Last Thursday, when New England Patriots quarterback Tom Brady and head coach Bill Belichick fielded questions about Deflategate—the suspicions that the team’s footballs were intentionally under-inflated to help them pull off a 45-7 AFC playoff win again the Indianapolis Colts— the two men deserved A’s for staying on message. But they failed to deliver the feeling that they were miffed, if not angry.
If someone falsely accused you of cheating in a big game, would you just smile for the cameras and laugh it off?
In denying any wrongdoing, Brady came across like the good student, confused and bemused by the accusations. In repeated challenges to his character—“Are you a cheater?”—the QB kept up a pleasant demeanor, even a slight smile, when you’d think he would be offended at any suggestion he had done something wrong.
Brady’s voice wavered, sounding nervous at times, and his tone was generally golly gee—as if he were saying, “’Hey, come on guys, I was just focused on the game.”
In Spy the Lie, a book by former CIA officers, the authors advise that you look for deceptive behavior in the first five seconds: Someone telling the truth will quickly and plainly say they didn’t do it. On this count, Brady fumbled. He was asked at the start of the press conference: “When and how did you supposedly alter the balls?” He answered, “I didn’t, you know, have any, you know, I didn’t alter the ball in any way.”
Sure, anyone would be nervous under this scrutiny. But this is a man who has done hundreds of press conferences—and is typically calm and confident.
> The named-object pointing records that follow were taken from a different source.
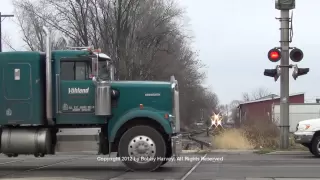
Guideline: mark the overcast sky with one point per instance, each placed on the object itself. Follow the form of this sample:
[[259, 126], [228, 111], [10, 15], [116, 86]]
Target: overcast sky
[[233, 38]]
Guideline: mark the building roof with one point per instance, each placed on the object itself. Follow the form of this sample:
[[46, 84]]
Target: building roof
[[269, 97]]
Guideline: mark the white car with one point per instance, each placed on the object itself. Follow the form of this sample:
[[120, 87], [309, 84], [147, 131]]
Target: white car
[[308, 134]]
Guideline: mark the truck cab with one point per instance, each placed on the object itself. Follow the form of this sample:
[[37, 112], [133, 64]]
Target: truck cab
[[69, 101]]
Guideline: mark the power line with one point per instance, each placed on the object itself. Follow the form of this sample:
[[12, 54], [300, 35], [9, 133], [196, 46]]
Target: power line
[[3, 16]]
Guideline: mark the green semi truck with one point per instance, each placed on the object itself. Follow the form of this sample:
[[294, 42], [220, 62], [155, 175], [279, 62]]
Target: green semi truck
[[69, 101]]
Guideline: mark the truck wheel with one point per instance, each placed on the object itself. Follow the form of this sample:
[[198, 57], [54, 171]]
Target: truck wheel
[[316, 146], [142, 148], [168, 154]]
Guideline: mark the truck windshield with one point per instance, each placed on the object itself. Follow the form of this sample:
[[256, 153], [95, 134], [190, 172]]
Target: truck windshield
[[104, 72]]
Meanwhile, Coach Belichick came across as bothered to be present at last Thursday’s press conference, as if the allegations didn’t deserve his time. In the first sentence of his opening remarks, Belichick looked down when he said the word “shocked.” Not the smart way to play it. Belichick continued to make little eye contact as he answered questions.
In his second press conference, on Saturday, Belichick got his act together. He looked more engaged, maintained eye contact, and insisted—with real emotion—that the Patriots had followed all the rules. In plain speaking, the coach said: “We did everything as right as we can do it.”
Declaring that he isn’t “Mona Lisa Vito of the football world,” he tossed out a reference to Marisa Tomei’s role as an accidental tire-forensics expert in the movie My Cousin Vinny. This line was designed to warm up an audience that he had turned off the first time—maybe to win a few smiles when there still wasn’t a lot to smile about.
Coach Belichick either got better coaching this time, or he’s telling the truth, with a much-needed dose of empathy.